Mehmet Şenkaya 26 Şubat 2016 Cuma 13:41:29
 

Eskiden halkımızın çoğu ekmeğini kendi imkânlarıyla hazırladığı için çarşı ekmeğine bu kadar rağbet olmazdı. Bu belki ekonomik sebeplerden kaynaklanır olabileceği gibi eskiden beri yerleşmiş alışkanlıkların da etkili olduğu söylenebilir. Şehrin hemen her semtinde bir Mahalle fırını bulunurdu. Bedrik mahallesinde bizim eve yakın dört mahalle fırını vardı. Biri İbik ve Hüda adı verilen içtiğimiz kullandığımız kaynak suları karşısında Hanife Aba’nın,  2.si buranın bir köşe berisinde Aşa Aba’nın, Bir başkası Hodalı Çeşmesi karşısında Gezlerli Hanife’nin öteki de Kubeli mescidi karşısında Fırıncı Emine’nin fırınıydı.
Yerli halk ekmeğinin hamurunu evinde yoğurur, bir gün önce fırıncıdan nöbet alır, ertesi gün hamuru 4 kuplu tekneyle fırına götürür, ekmeğin pişeceği yerde genişçe bir tahta bulunur. Tahta üzerine yayılan temiz bir örtü (Ekmek mendili) üstüne hamur serilir, ekmeğe burada şekil verilerek tavlanmış fırına sürülür, pişmesi için belirli müddet beklenerek takip edilir, pişen ekmekler tekneyle eve taşınır. Bir teknelik hamurdan 15–20 adet ekmek çıkar. Ekmeklerden biri fırıncıya hak ekmeği olarak verilir.

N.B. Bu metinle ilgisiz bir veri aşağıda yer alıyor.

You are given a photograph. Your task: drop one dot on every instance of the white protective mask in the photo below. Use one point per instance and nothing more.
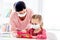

Ağız yalın pidesi, Haşhaşlı Pide, Öğme, hamırsız tabir edilen (mayasız ekmek) mahalle fırınında yapılırdı.
Ayrıca, evde hamur yoğrulup, içi katıklı (Kıyma, Peynir, Patates, Mercimek, Ot doldurulur)  Ağzaçık, Bükme tepsiye sıralanarak fırında olurdu.  
“Fırında pişer komşuya düşer” diye bir söz vardır: Ekmek edince adettendir. Yakın komşu gözetilir. Bir parça gönderilirdi. (Göz hakkı) Komşularımızın hepsinin de lakabı vardı. İşi kadın yaptığı için onun adı geçer. Kokunun Fetiye, Akosman Zerası, Çatal Hori, Çomak Nimet, Dedeler, Nizamlar, Yeni Gonşlar, Etli Börekler, Taytakların Hatice, Mecitler, Gadifeli, Gaynarlar, Almallar, Hacosmanlar, Akosmanlar, Ebummanlar, Bayseba, Ferideba, Emetaba, Kebiraba, Kemikler, Fadik, Mencikler, Aşır Zerası, Eşekçiler, Gözel İrabe, Biber Hanife, Yörük Emine…  Komşular için fırının önemi büyüktü.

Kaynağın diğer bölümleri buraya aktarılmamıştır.